Through devising a way to automate reminders for basic tasks, David began to see a strong response from his grandmother. 

“After about two weeks, I came into her room and the watch was on her charger – it wasn’t 8 o’clock yet,” says David. 

“Unbeknown to me, I had conducted cognitive rehabilitation therapy, which the academics tell me happens when you give someone a repeated instruction so they can learn new skills, even though they have cognitive issues. 

“I thought that was really interesting, and wondered what else could this do.”

And from there, GG Care created the means for an Alexa to become a ‘virtual dementia care companion’, with other commonplace tech also playing a vital role in enabling people to remain socially connected through interactive engagement, while their families and carers can monitor their wellness remotely. 

As well as delivering new levels of independence, its value among medical and care teams is also significant. 

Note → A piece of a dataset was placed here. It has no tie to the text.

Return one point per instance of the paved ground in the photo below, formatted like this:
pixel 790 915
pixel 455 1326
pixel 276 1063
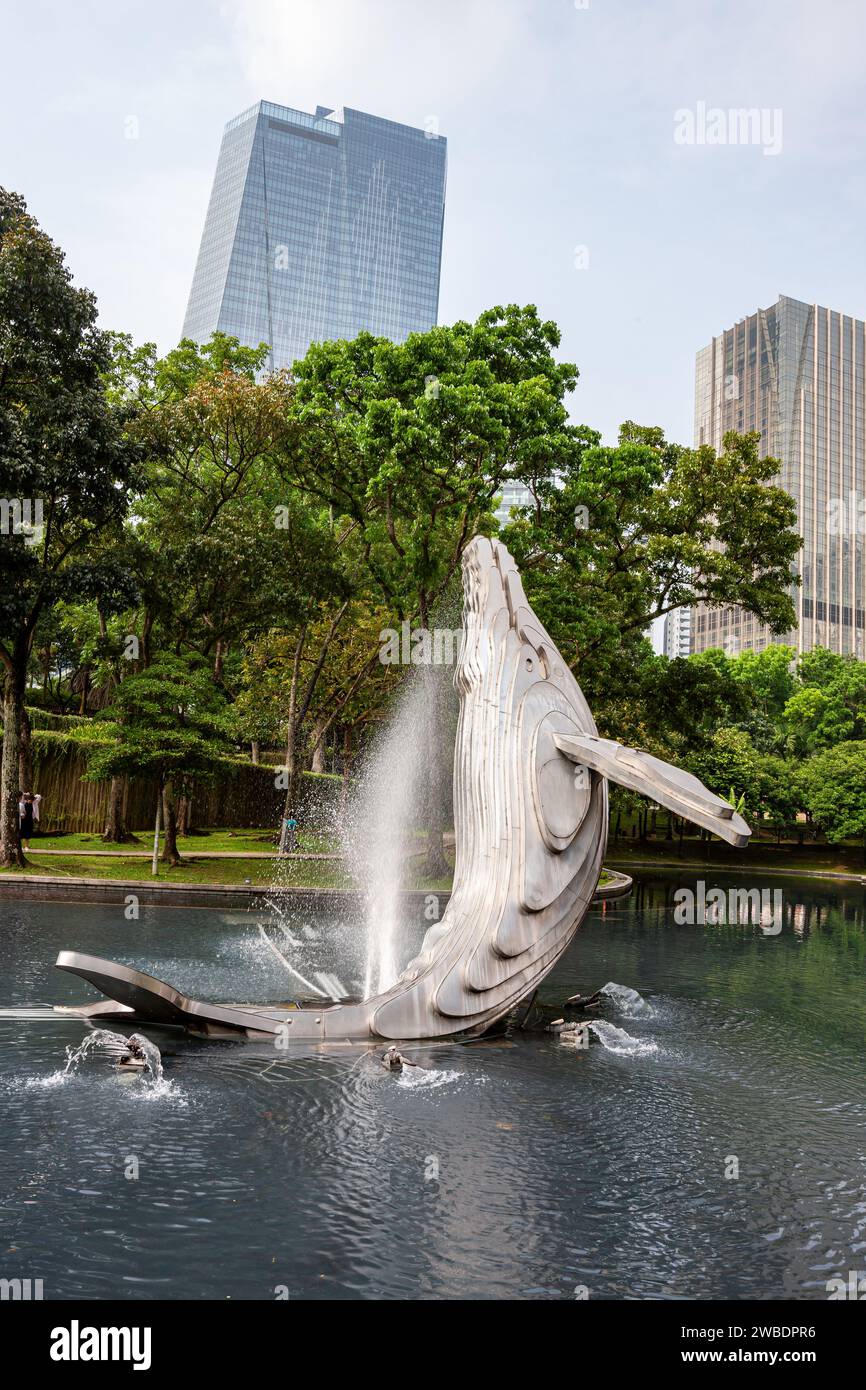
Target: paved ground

“When I take my grandmother to the doctor, they love it because I could give them actual data about her sleeping patterns or activity or the steps she takes in a day – this is really valuable information to show how a person lives, as they can’t always rely on the information they give themselves,” says David. 

“And it’s all done via technology people are familiar with, they trust the findings, they know they’re accurate. So that’s really important.”

The redefinition of the role of smart home tech as being at the heart of dementia care is of huge significance in realising its potential, he says. 

“It is our belief that the devices to help people live independently with dementia already exist and you can buy them on Amazon. You can get them delivered the next day,” says David. 

“I’m not even sure if the manufacturers themselves know the use they could have. 

“When you think of a motion sensor, often you think of a busy yuppy who wants to come home and their lights automatically come on. 

“But what we want is to help people think of the role they have in helping a person with dementia just go to the bathroom at night without tripping over something, because the motion sensor has allowed them to see.”

From the initial prototype proving its efficacy, GG Care launched to the world a year ago, with more than 300 registered users to date and pilot trials ongoing to refine and develop its offering even further. 

“The feedback through the pilot is so important to make sure that you’re doing the right thing, the things that people want and need, and that it’s not just specifically around my unique circumstances as an only grandchild looking after my grandmother,” says David. 

“We want to be making sure it’s widely acceptable for everybody to use. We’re having regular conversations about what they liked, what they didn’t like, what we could make better – this will really help us to improve the product itself and make it even more important in creating a new kind of dementia care.”